A en croire le correspondant de Guineematin.com à Labé, parmi les piques déclenchées ce mardi matin au tribunal, Abdourahmane Bakayoko aura surtout surpris par une description encore plus difficile qu’on ne l’imaginait de ses conditions de détention. « J’ai appris qu’on veut me tuer. Depuis hier, je ne mange pas. Parce qu’après ma lettre de dénonciation de mes conditions de détention, on m’a transféré de la cellule où nous étions 17 personnes pour m’enfermer dans une autre où nous sommes désormais 43 personnes. Et puis, on me refuse de la visite et du manger venant de l’extérieur… », aurait, entre autres, dénoncé le jeune opposant.

Selon nos informations, beaucoup de personnes auraient été émues et affectées d’entendre la narration du prisonnier qui semble souffrir plus que personne n’imaginait…

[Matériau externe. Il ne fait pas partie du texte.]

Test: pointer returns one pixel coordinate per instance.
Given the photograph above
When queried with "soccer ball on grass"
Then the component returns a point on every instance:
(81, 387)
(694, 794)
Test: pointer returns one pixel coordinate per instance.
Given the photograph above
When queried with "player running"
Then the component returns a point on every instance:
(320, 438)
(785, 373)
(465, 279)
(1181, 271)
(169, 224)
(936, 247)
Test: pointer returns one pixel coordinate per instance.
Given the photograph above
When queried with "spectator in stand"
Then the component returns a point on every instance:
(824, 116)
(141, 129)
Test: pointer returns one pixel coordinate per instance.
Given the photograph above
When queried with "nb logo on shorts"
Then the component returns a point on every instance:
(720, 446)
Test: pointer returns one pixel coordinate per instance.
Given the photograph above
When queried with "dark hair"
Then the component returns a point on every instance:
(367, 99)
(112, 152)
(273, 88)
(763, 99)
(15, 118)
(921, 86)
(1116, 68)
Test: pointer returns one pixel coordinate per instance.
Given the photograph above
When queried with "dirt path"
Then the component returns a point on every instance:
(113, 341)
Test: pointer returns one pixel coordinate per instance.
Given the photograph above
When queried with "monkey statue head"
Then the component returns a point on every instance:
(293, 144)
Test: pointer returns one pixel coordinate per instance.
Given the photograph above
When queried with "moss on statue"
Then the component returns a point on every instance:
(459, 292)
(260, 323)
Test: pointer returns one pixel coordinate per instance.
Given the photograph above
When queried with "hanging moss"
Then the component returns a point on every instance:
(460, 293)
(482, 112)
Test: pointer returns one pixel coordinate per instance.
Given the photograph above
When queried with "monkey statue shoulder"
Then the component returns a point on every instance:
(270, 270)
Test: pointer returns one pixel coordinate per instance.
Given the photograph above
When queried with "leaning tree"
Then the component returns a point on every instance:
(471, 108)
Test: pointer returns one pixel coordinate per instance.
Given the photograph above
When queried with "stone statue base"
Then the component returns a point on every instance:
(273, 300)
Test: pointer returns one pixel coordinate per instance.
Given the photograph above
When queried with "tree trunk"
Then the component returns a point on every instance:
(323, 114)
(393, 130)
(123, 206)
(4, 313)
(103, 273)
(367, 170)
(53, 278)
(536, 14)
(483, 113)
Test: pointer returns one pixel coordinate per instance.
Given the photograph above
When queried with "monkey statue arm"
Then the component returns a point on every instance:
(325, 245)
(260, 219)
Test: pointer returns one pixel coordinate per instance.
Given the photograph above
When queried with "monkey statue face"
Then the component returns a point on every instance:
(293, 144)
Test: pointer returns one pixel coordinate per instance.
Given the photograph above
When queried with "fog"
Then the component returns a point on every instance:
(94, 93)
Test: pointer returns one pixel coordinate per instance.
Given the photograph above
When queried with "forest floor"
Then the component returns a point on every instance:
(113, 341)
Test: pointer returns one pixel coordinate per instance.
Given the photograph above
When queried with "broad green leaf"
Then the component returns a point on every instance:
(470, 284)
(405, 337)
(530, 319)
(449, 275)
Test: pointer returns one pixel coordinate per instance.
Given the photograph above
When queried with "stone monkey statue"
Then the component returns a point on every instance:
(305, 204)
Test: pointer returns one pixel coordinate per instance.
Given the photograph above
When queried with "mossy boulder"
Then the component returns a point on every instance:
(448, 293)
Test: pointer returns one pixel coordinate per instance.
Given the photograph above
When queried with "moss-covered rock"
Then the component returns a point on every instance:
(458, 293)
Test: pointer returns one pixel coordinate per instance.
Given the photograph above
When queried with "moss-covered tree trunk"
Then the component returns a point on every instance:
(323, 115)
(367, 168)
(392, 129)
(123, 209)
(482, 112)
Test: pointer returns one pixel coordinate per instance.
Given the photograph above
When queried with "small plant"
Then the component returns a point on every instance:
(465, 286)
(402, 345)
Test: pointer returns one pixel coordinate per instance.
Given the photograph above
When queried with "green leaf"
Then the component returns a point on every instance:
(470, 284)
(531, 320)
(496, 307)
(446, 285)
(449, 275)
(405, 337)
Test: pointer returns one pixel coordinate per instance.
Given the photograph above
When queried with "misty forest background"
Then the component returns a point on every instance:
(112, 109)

Le grave crime du jeune leader politique

Mis à part des injures qu’il aurait proféré et du manque de respect aux aînés qui est une faute morale, le crime le plus grave de Bakayoko Abdourahmane semble être de mettre dans la même poubelle les deux personnalités les plus populaires du pays. Alpha Condé et Cellou Dalein Diallo sont, comme on le sait, les plus soutenus actuellement dans notre pays, même si l’un et l’autre mènent des politiques qui ne peuvent qu’inquiéter tous ceux qui veulent d’une Guinée sans violence.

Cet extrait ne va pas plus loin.